So early on, the lingering desire to be selfless led me to become not a prized boxer which was close to my heart next only to being a priest but a lawyer, a profession that I hated most where it not for the scholarship from my idol, the late former Vice President Emmanuel “Maning” Pelaez.

After passing the Bar with a high grade of 85.25, my head swelled so much so that I thought I had the makings and the training of a former Vice President to be the future President of our country. Pero si God, as I kept on repeating, dili jud parehas sa uban. So after two unsuccessful runs for public office, I felt then as I’m fully convinced now in the twilight of my life, that “I was born to other things” (Tennyson, In Memoriam). And because “Disappointment is the nurse of wisdom,” (Sir Boyle Roche) and “discontent is the first step in the progress of a man or a nation” (Wilde, woman of no importance), I’ve volunteered to all the poor people in the land of my birth to become the messenger-spokesman-for-life, no more, no less, in the making of a President from the paradise-like islands of Mindanao-Sulu-Palawan-Tawi-Tawi.

Because si God dili man jud parehas sa uban, slowly but surely, the poor people of Mindanao and the rest of the country are now eagerly awaiting for the beautiful sound of music through a Constitutional Convention for a lasting peace and posterity in our Mindanao and the entire country––or the Independent Federal States of Mindanao will become a reality. Just you watch and see.

A Mindanao of armed neutrality, of religious pluralism and reasonable equity between Capital and Labor, where profits and losses are equally shared by labor and capital. Enough of the stupid minimum wage law. Undoubtedly, Capital is useless without Labor, vice versa! In the lyrics of an old song by Frank Sinatra, “You can’t have one without the other.”

This is what we, Mindanaoans and Pinoys, have all been dreaming of for a lifetime. Is it not?

“The will of the people is the only legitimate foundation of any government, and to protect its free expression is should be our first object.”––President Thomas Jefferson, 1801

With Imperial Manila having nine and the Visayans three Presidents, they have had their day in running our country. It is high time the President came from the second largest island in our country, contributing at least one-fourth of our GNP.

Truly, among all the presidential wannabes of today, only Davao Mayor Rodrigo “Super Digong” Duterte, who has repeatedly denied presidential ambition, has the almost absolute respect of the Muslims, the Lumads and Christians combined.

Without fanfare and noise, the “I Love Mindanao Movement” has feverishly worked for over a year now among all the poor people of Mindanao to adopt and put to heart and soul the traditional motto of Switzerland: “One for all, all for one.” Ergo, with Mindanao as the main and rallying issue, come May 9, 2016, Duterte will be President of the Philippines or the Independent Federal Republic of Mindanao-Sulu-Palawan-Tawi-Tawi will become a reality.

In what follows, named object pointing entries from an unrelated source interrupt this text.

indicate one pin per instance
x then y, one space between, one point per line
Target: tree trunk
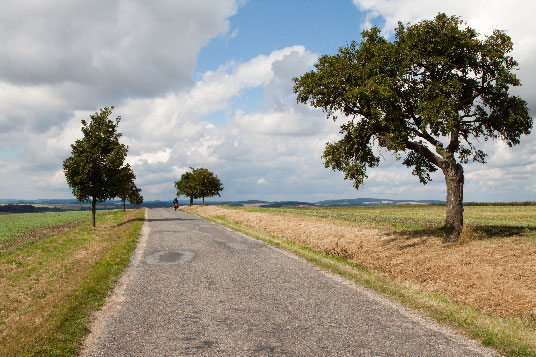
93 210
454 221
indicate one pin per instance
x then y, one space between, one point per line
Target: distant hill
72 204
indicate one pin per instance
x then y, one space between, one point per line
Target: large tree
199 183
96 160
430 96
186 186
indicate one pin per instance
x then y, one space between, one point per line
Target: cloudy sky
208 83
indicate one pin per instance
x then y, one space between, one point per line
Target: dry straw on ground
497 276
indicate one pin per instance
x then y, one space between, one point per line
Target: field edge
509 336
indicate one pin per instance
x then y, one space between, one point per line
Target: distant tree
135 196
206 183
96 160
199 183
429 96
186 186
125 183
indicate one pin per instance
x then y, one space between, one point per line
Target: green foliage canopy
428 97
199 183
96 162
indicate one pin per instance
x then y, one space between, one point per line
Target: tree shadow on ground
154 220
479 232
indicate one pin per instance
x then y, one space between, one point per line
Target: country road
196 288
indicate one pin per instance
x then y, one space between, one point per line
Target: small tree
135 196
186 186
206 183
125 183
96 160
428 96
199 183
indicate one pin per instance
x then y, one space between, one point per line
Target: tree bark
454 221
93 210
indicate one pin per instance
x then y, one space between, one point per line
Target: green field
59 272
14 225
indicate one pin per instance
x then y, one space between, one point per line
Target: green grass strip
510 336
70 322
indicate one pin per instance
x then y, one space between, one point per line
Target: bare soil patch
494 275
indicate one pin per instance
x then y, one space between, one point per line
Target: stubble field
492 269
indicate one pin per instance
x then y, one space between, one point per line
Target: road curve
197 289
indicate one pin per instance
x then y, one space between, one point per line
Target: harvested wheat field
496 275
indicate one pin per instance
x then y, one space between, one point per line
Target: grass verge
511 336
51 286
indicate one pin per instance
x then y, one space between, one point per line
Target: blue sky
208 83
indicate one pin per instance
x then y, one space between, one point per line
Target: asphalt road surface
196 288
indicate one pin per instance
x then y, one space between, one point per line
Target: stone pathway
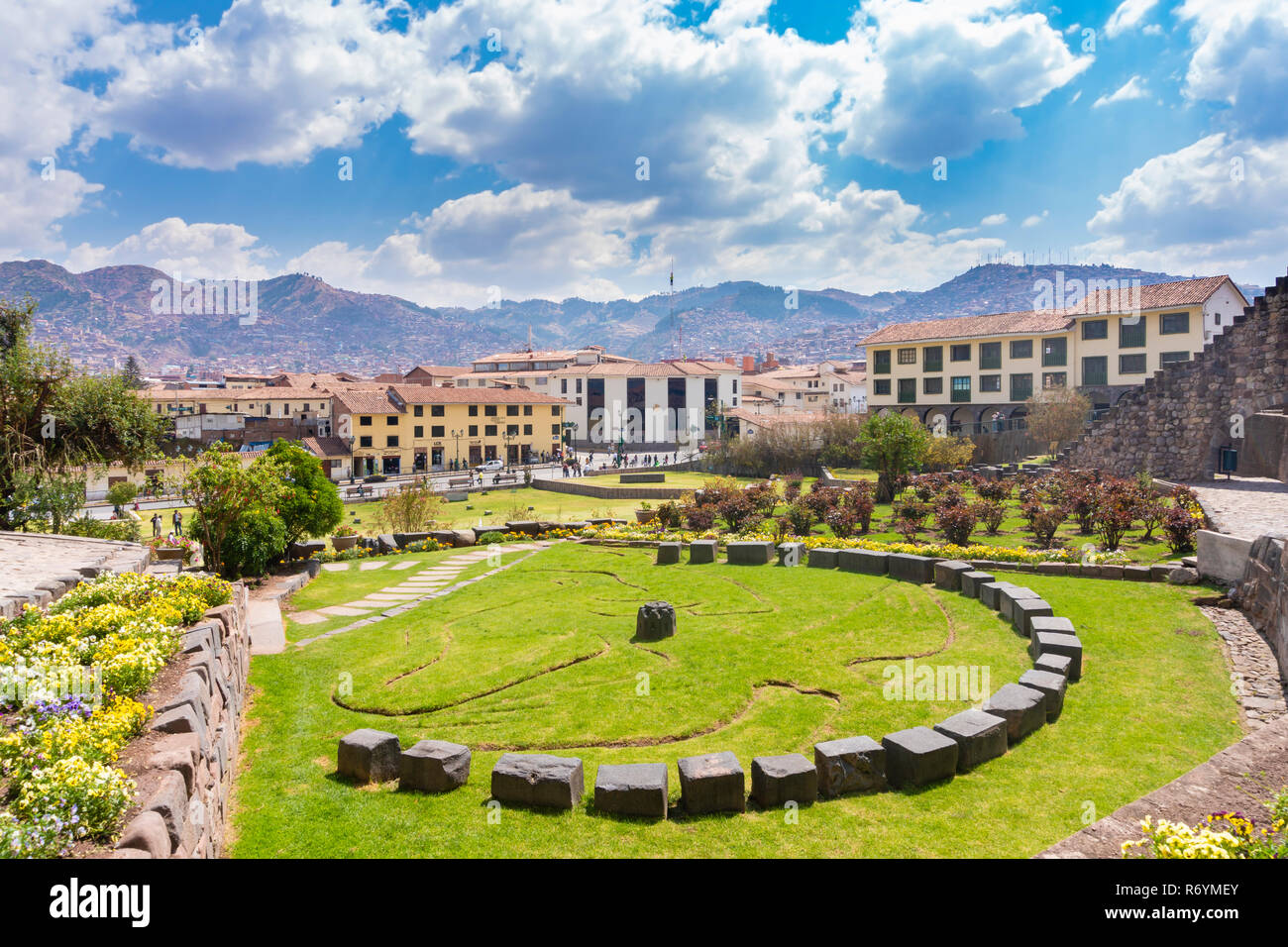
429 583
1256 674
1244 506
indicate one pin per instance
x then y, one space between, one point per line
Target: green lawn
754 650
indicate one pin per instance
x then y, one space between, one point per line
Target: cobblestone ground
1245 506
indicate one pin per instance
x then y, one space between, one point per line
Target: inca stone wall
1176 423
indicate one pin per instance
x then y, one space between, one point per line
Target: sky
463 151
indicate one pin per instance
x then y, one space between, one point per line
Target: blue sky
498 145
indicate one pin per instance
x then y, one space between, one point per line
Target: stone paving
1244 506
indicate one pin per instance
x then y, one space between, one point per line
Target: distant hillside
304 324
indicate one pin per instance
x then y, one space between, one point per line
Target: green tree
893 445
312 506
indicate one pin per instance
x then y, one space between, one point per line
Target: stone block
750 553
668 553
851 764
1022 709
632 789
1059 643
791 554
979 737
655 621
780 780
702 552
991 592
1051 684
434 766
369 755
823 558
917 757
911 569
1025 609
973 579
948 574
712 783
541 780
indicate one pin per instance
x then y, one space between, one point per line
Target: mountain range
303 324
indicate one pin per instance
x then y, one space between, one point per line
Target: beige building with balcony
979 369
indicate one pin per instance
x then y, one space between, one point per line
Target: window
1021 386
1131 365
991 355
1131 333
1095 369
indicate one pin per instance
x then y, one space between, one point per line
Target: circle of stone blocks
632 789
911 569
702 552
979 736
712 783
750 553
1050 684
917 757
1025 609
866 561
948 574
823 558
539 779
434 766
369 755
851 764
1022 707
974 579
791 553
991 592
1059 643
655 621
780 780
1009 596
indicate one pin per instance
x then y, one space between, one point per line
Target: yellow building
977 371
419 428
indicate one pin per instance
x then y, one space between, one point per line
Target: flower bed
68 678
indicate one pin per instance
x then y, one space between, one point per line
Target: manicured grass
1154 702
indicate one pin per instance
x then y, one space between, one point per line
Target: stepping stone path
430 582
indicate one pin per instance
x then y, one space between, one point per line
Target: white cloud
1127 16
1132 89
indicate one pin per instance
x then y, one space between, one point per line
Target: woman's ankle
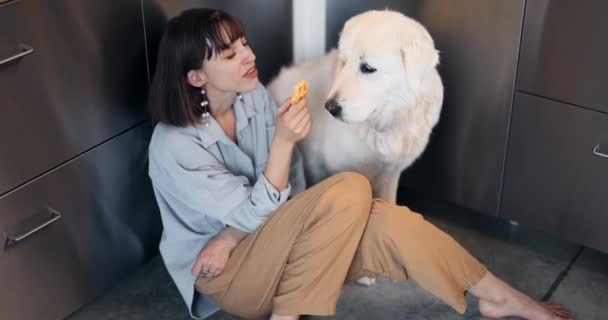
281 317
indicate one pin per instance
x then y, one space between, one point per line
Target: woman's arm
293 124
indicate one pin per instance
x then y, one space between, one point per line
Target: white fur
388 115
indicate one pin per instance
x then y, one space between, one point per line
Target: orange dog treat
299 91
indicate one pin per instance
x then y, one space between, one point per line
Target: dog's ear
419 58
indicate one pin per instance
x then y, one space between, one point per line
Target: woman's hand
213 257
293 121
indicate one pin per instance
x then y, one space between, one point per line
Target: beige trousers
299 259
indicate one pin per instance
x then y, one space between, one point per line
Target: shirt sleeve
297 179
201 182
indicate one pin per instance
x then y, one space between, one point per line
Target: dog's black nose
333 107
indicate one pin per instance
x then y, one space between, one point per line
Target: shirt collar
243 109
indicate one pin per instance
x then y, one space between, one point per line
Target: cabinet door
71 234
564 52
557 170
478 43
267 22
83 83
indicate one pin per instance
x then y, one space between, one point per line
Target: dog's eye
366 68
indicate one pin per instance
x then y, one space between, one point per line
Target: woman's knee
354 189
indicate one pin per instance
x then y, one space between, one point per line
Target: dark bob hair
188 39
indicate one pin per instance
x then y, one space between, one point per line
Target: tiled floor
537 264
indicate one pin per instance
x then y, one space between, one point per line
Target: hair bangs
223 31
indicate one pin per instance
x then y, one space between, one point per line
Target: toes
558 310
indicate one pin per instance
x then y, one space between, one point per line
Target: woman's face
232 70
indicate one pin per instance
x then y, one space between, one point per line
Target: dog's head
384 58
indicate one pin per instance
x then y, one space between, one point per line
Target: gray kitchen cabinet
557 161
557 168
83 82
268 24
478 43
102 224
564 52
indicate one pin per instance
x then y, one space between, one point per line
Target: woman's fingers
284 107
198 265
302 122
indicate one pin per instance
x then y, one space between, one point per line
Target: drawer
563 56
105 225
84 82
557 170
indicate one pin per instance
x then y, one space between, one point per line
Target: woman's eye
366 68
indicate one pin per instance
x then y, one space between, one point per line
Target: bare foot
533 311
497 299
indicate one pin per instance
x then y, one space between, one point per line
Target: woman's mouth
252 73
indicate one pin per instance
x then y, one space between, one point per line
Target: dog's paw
365 281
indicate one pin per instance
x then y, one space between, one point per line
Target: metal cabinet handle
597 152
24 50
31 226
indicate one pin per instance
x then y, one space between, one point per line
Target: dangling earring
204 105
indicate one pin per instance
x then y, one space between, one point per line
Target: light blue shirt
204 181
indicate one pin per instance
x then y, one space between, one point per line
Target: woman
224 164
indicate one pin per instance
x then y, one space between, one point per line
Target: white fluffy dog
374 100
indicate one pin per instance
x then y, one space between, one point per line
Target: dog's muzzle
334 108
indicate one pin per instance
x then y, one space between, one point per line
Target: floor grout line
562 275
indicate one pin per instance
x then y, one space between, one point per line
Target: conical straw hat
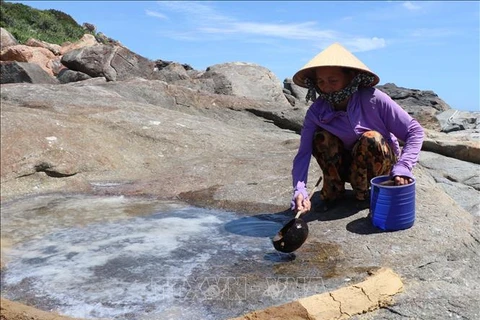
333 56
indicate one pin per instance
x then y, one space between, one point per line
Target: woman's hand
401 180
302 205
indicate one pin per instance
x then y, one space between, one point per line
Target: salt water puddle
178 263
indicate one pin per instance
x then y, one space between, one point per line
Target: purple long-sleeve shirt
368 109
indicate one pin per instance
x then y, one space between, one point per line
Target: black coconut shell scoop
294 233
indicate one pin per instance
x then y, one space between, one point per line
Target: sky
425 45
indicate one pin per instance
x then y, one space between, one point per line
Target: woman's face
332 79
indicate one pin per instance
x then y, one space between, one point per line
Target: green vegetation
52 26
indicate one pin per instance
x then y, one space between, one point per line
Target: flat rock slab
376 291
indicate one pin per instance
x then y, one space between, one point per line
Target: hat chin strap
361 79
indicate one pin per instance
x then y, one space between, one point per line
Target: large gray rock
171 142
6 39
18 72
115 63
422 105
67 75
247 80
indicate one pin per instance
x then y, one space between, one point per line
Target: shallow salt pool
128 258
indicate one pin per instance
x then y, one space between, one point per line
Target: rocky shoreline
225 138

With Duterte at the helm, we can easily equal if not, surpass Switzerland, which is only about the combined size of our northern Mindanao and the Davao region and a population of about eight million only as compared to Mindanao’s 12 million voters. Yet Switzerland is “one of the richest countries in the world by per capita gross domestic products, and has the highest wealth per adult (financial and non-financial assets) of any country in the world.” (Franc’s rise puts Swiss top of rich list).

So what shall it be, Imperial Manila? Constitutional Convention simultaneously with the National and Local elections? Or the Independent Federal States of Mindanao of armed neutrality, of Religious pluralism and reasonable equity between Capital and Labor, where profits and losses are equally shared by labor and capital.

“In God have I put my trust: I will not be afraid what man can to do me.” –Psalms LVI. 11

Thank you Lord for everything. And Lord God, kindly teach our leaders to practice honesty, humility and transparency in their task as our servants-leaders and not our masters for sovereignty resides in the people, the very source of their power and wealth. Finally, Lord, please make our leaders see the glaring folly of greed. Truly, there is more profit in giving than in receiving. For it is in giving that we receive. Truly, love begets love. Amen!